By Eleven
yet I set my foot down
in the same
places I did when
steps were there
without even thinking
about them
W.
S. Merwin
from
“Footholds”
It’s only in the dark when I count them, and only
going down, all the weight in my upper leg
as silent a sole as I can muster—I count
and by ten I’m guessing again. Is this ten?
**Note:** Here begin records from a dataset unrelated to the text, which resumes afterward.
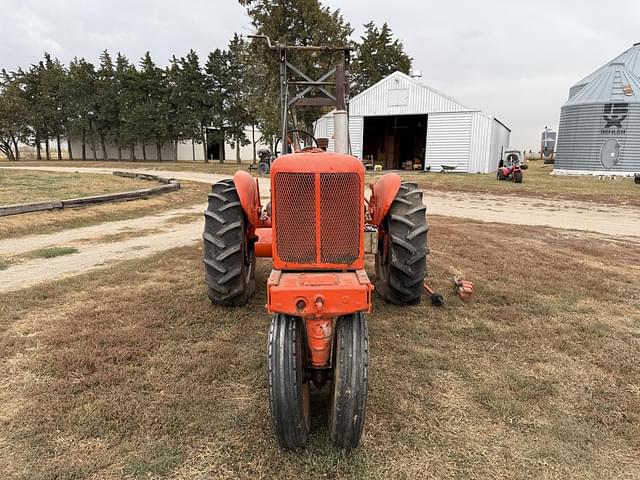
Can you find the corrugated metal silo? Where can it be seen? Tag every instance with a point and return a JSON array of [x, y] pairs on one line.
[[600, 123]]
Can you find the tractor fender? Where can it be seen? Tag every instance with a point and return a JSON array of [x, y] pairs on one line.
[[383, 193], [247, 189]]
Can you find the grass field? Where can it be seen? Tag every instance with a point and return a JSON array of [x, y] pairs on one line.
[[537, 181], [190, 193], [20, 186], [129, 372]]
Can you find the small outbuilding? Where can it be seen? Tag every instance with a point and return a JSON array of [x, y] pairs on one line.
[[402, 123], [599, 130]]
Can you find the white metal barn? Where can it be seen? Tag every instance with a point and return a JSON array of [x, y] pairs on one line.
[[400, 119]]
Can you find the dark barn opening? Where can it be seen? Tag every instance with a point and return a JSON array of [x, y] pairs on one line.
[[392, 141]]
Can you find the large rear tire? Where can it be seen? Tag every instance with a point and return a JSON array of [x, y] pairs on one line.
[[348, 397], [288, 388], [401, 260], [229, 258]]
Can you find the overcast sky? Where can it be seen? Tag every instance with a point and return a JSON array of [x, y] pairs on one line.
[[514, 60]]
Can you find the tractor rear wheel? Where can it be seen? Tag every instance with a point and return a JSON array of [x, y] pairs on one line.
[[348, 397], [229, 258], [288, 388], [401, 260], [517, 177]]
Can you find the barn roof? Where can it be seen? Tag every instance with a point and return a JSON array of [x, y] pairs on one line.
[[400, 94]]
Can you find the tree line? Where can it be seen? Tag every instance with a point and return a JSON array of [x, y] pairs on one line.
[[122, 104]]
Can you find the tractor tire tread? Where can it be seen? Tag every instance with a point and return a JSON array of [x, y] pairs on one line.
[[285, 378], [400, 280], [225, 244], [350, 382]]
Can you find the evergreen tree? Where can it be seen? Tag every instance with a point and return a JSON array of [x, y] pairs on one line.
[[192, 105], [81, 94], [151, 113], [216, 87], [377, 56], [14, 115], [296, 22], [52, 100], [237, 109], [126, 78], [107, 114]]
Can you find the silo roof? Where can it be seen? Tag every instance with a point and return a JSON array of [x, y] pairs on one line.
[[630, 57], [612, 83]]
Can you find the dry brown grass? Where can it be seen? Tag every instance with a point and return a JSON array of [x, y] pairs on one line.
[[191, 193], [537, 181], [130, 372], [20, 186]]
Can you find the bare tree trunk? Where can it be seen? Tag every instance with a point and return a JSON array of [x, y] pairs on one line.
[[253, 140], [69, 148], [58, 143], [7, 149], [84, 143], [38, 147], [103, 144]]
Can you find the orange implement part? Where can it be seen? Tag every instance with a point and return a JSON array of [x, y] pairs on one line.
[[464, 288], [319, 337], [319, 297], [247, 189], [318, 294], [383, 193], [263, 245]]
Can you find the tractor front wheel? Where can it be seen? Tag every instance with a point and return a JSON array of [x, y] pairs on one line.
[[229, 258], [288, 387], [348, 397], [401, 260]]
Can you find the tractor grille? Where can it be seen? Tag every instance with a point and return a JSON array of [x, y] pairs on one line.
[[295, 199], [340, 227], [297, 223]]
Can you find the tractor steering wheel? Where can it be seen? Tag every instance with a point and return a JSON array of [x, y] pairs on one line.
[[301, 134]]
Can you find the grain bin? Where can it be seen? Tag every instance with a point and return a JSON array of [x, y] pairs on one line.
[[600, 123]]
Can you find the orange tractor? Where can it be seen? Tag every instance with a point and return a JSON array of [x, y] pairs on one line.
[[318, 291]]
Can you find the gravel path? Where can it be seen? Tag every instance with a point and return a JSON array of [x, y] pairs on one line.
[[591, 217], [614, 221], [35, 271]]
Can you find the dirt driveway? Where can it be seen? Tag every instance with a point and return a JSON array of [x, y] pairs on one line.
[[592, 217], [135, 238]]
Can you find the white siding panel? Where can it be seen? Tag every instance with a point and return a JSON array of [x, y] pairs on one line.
[[320, 127], [449, 140], [399, 94], [480, 143]]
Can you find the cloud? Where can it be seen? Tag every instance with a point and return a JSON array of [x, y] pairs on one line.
[[513, 59]]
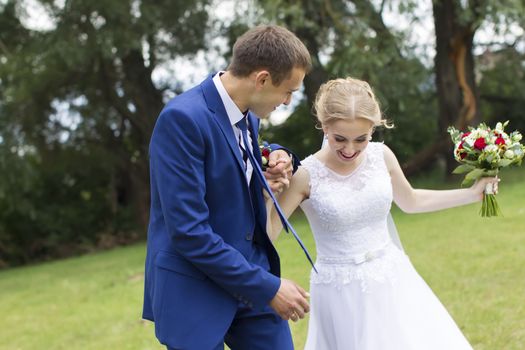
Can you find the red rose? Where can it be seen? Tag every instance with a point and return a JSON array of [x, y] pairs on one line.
[[460, 151], [480, 144]]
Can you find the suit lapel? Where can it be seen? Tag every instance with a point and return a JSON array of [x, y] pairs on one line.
[[215, 104]]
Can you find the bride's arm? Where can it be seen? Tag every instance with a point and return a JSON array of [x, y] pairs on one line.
[[412, 200], [289, 200]]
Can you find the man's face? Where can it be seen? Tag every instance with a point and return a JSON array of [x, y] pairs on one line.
[[268, 97]]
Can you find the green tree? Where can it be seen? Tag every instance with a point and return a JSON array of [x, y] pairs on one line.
[[78, 107]]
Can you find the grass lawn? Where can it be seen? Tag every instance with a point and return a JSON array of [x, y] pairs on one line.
[[474, 265]]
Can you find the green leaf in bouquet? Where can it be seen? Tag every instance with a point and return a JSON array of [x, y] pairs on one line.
[[463, 168], [505, 162], [472, 176]]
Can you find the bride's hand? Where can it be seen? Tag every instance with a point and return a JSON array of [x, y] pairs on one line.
[[481, 184]]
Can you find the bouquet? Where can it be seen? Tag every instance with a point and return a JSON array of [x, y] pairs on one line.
[[482, 151]]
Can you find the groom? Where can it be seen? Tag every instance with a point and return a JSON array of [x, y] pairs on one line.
[[212, 274]]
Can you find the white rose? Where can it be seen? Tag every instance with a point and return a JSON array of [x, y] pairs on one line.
[[491, 148], [470, 141], [509, 154]]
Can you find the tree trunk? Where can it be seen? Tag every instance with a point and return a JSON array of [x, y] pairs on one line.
[[454, 67]]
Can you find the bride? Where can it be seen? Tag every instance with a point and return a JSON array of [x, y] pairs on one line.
[[366, 294]]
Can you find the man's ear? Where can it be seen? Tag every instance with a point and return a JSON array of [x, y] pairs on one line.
[[262, 78]]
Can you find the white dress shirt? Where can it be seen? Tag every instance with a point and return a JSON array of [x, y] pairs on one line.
[[235, 115]]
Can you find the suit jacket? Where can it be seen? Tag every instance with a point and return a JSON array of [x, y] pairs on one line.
[[207, 244]]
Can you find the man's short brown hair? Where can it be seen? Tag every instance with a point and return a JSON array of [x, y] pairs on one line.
[[269, 47]]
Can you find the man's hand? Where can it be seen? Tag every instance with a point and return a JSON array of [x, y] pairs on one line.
[[290, 302], [279, 171]]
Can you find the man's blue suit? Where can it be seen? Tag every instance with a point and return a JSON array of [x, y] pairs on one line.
[[208, 255]]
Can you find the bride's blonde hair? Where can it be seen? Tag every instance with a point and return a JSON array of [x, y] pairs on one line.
[[348, 98]]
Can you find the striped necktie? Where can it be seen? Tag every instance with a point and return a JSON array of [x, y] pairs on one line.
[[258, 171]]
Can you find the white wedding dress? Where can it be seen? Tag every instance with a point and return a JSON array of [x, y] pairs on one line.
[[367, 295]]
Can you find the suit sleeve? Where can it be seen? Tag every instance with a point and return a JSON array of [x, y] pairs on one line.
[[177, 157]]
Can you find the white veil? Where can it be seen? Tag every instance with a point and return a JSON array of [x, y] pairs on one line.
[[392, 230]]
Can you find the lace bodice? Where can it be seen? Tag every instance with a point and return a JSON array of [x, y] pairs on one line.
[[348, 217]]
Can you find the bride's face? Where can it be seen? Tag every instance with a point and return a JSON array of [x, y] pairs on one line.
[[348, 138]]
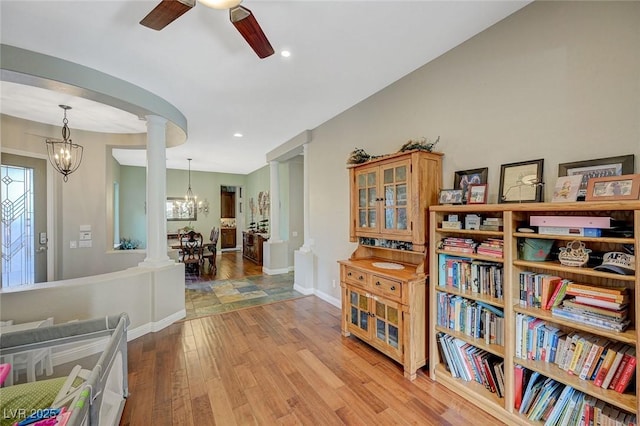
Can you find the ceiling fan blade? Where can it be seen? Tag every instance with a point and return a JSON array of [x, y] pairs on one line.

Because between two and nine I’m drifting
back up the stairs, to the bedroom, or down them all
completely, so that I’m in the kitchen, or out-
side, starting my truck, shoveling snow. (It’s
April. There’ll be
more snow.) I’m quick, lifting
my foot against it all, against what’s solid
beneath them, like a swift kiss on the cheek
when the kids run out the door, into the wind,
to the farewell melt, ignoring the brown grass.
I’m an old woman by step ten, a nerve
my feet are long married to now, and I’m still
counting, yes, two more to go to solid
ground. Do you ever
miss eleven? Simply skip
right over him so that from ten to the bottom
it’s flight, it’s almost a fall, until landing is letting go
of the banister, which, now that I’m thinking
about doing it but not doing it, what do I do
first? Step or let
go? It’s an awful lot to trust,
isn't
it
hoping that something solid is what waits for us
while we hover, like a bubble newly blown, out
of the ring completely, and sealed, landing, unlike us,
momentarily on the next to the last step.